The cuts are part of an industry-wide trend, including hundreds of layoffs announced by CNN this week. The Post Office did not offer other positions at the newspaper to redundant employees. Shani George, the newspaper’s vice president of communications, said no further layoffs were planned this week.
The Washington Post Guild responded to the cuts in a tweet, saying, “There is no justification for layoffs in the midst of a year of record hiring and growth.” Despite the layoffs, The Post has recently taken positions in reporting on technology, climate, health and Added wellness and news centers overseas.
Kaufman became the Post’s dance critic in 1996, selected by a nationwide search after spending several years as an editor at the newspaper and writing freelance dance reviews.
She won the 2010 Pulitzer Prize for Criticism for a set of stories that included one of her favorites – a retrospective on Cary Grant. “The way a person moves through space tells us something at a low, primitive level,” Kaufman wrote in the story. “It goes from animal to animal. It’s something so subtle that you might not consciously notice it, but when an actor moves honestly and with purpose, your eye will follow them everywhere.”

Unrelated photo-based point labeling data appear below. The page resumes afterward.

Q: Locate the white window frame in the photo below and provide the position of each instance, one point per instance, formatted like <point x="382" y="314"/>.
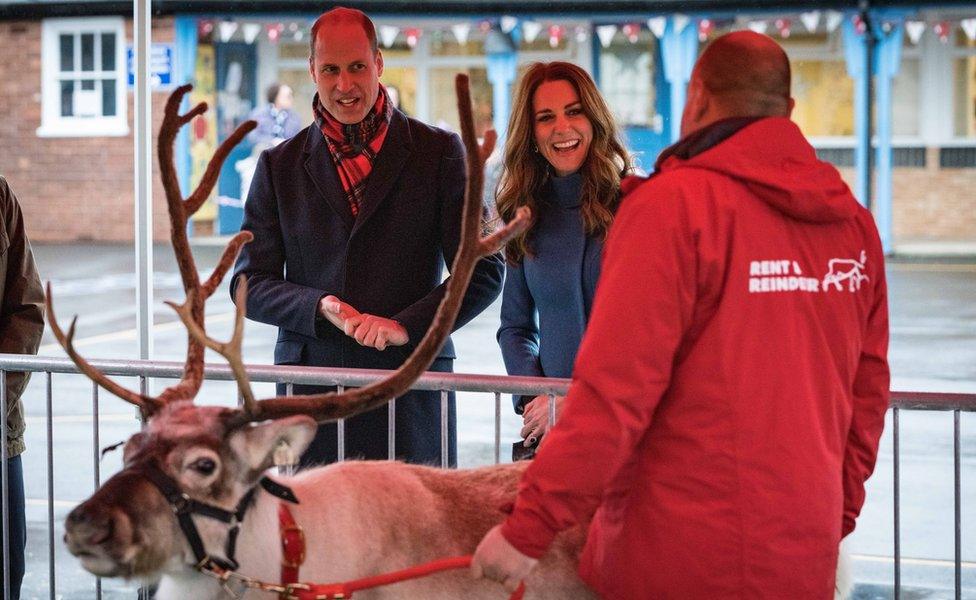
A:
<point x="53" y="124"/>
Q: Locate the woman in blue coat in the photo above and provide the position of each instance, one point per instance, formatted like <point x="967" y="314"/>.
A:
<point x="563" y="160"/>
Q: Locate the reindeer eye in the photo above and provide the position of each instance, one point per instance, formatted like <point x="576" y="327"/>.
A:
<point x="204" y="466"/>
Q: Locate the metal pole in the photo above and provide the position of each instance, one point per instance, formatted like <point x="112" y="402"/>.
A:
<point x="957" y="478"/>
<point x="897" y="502"/>
<point x="498" y="427"/>
<point x="142" y="32"/>
<point x="869" y="45"/>
<point x="50" y="488"/>
<point x="444" y="426"/>
<point x="5" y="485"/>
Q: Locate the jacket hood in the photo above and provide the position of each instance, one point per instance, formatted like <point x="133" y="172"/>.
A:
<point x="779" y="166"/>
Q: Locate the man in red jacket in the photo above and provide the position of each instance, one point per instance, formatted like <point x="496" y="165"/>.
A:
<point x="730" y="392"/>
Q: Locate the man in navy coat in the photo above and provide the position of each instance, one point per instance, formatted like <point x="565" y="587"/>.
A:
<point x="354" y="219"/>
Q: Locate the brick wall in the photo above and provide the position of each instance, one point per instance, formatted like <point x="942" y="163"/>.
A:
<point x="70" y="188"/>
<point x="931" y="203"/>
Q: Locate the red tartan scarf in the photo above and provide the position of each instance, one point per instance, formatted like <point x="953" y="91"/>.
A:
<point x="354" y="147"/>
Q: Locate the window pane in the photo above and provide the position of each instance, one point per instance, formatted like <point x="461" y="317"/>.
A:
<point x="88" y="52"/>
<point x="824" y="97"/>
<point x="965" y="96"/>
<point x="905" y="92"/>
<point x="108" y="51"/>
<point x="67" y="98"/>
<point x="627" y="79"/>
<point x="67" y="46"/>
<point x="108" y="97"/>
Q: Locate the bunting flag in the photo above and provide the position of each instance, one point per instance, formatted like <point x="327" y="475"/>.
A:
<point x="274" y="32"/>
<point x="680" y="22"/>
<point x="555" y="35"/>
<point x="705" y="27"/>
<point x="784" y="27"/>
<point x="810" y="20"/>
<point x="632" y="31"/>
<point x="657" y="26"/>
<point x="606" y="33"/>
<point x="413" y="36"/>
<point x="388" y="35"/>
<point x="227" y="29"/>
<point x="531" y="30"/>
<point x="461" y="32"/>
<point x="833" y="20"/>
<point x="758" y="26"/>
<point x="969" y="27"/>
<point x="581" y="34"/>
<point x="914" y="30"/>
<point x="251" y="31"/>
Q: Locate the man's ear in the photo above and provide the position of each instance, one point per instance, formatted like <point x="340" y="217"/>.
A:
<point x="255" y="444"/>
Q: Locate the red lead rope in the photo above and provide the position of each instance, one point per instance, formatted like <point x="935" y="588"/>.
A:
<point x="293" y="549"/>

More recently, she has written several articles on art and neuroscience. This is your brain on art was an immersive video pack that considered “Swan Lake” through its effect on the viewer Brain. Kaufman also interviewed GoldLink, a Grammy-nominated rapper, to find out how freestyle rap affects the brain.

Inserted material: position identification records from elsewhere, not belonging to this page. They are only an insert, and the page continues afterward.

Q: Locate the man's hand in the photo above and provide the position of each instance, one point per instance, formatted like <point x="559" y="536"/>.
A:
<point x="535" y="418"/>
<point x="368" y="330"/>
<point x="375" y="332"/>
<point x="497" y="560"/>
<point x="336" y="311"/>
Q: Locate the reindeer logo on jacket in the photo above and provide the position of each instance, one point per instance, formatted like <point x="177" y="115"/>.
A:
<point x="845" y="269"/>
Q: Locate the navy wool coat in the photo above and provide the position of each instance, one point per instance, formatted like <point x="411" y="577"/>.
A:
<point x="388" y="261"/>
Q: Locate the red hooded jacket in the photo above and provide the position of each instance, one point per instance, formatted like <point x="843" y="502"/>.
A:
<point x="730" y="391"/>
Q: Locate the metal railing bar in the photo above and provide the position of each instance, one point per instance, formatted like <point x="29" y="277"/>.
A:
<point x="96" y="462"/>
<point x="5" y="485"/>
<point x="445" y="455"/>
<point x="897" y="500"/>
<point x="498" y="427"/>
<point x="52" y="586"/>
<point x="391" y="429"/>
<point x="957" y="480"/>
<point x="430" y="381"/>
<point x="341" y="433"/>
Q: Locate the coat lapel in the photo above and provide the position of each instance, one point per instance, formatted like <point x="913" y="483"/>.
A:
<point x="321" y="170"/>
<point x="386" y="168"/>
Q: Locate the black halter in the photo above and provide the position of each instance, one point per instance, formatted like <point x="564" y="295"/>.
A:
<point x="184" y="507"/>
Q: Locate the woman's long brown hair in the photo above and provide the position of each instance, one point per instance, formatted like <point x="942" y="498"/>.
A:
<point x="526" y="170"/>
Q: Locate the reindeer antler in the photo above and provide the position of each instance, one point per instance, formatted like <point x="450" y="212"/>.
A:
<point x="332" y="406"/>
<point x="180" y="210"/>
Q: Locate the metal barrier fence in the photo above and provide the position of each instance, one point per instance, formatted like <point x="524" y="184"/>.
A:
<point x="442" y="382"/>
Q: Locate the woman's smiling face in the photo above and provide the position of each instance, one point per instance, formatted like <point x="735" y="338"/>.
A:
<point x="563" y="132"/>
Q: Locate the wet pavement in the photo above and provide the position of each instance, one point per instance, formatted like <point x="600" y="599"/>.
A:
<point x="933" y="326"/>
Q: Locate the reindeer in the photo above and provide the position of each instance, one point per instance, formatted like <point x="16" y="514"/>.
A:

Kaufman occasionally dabbled in film reviews, criticizing the Marilyn Monroe biopic Blonde for failing to showcase the star’s dancing skills. She analyzed the body language a 2016 presidential debate between Hillary Clinton and Donald Trump. She even wrote about the Tour de France as art.

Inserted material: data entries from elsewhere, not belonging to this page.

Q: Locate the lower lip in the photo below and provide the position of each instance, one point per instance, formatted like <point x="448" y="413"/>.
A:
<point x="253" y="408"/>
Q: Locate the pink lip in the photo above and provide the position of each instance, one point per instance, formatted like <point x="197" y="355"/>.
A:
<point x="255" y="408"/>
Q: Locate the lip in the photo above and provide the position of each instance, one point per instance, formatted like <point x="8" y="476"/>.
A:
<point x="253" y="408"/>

Her latest story was published Thursday afternoon: “A new ballet tumbles ‘Evita’ Perón from her pedestal.”
“Perhaps what I did a little differently is that I really tried to expand the idea of what dance is and what a dance critic can do,” said Kaufman, who described colleagues as a gifted writer deeply devoted to her Beat has prescribed. and reflective of how movement and grace transcended the art form.
In fact, in 2016, she published a book called The Art of Grace: On Moving Well Through Life.
According to Atlantic, as of 2015, Kaufman was one of the last two full-time dance critics in the country.
“I’ve been fortunate enough to meet and be inspired by so many extraordinary artists every day of my career,” Kaufman said Thursday. “It was a great gift to be immersed in one of the greatest art forms in the world.”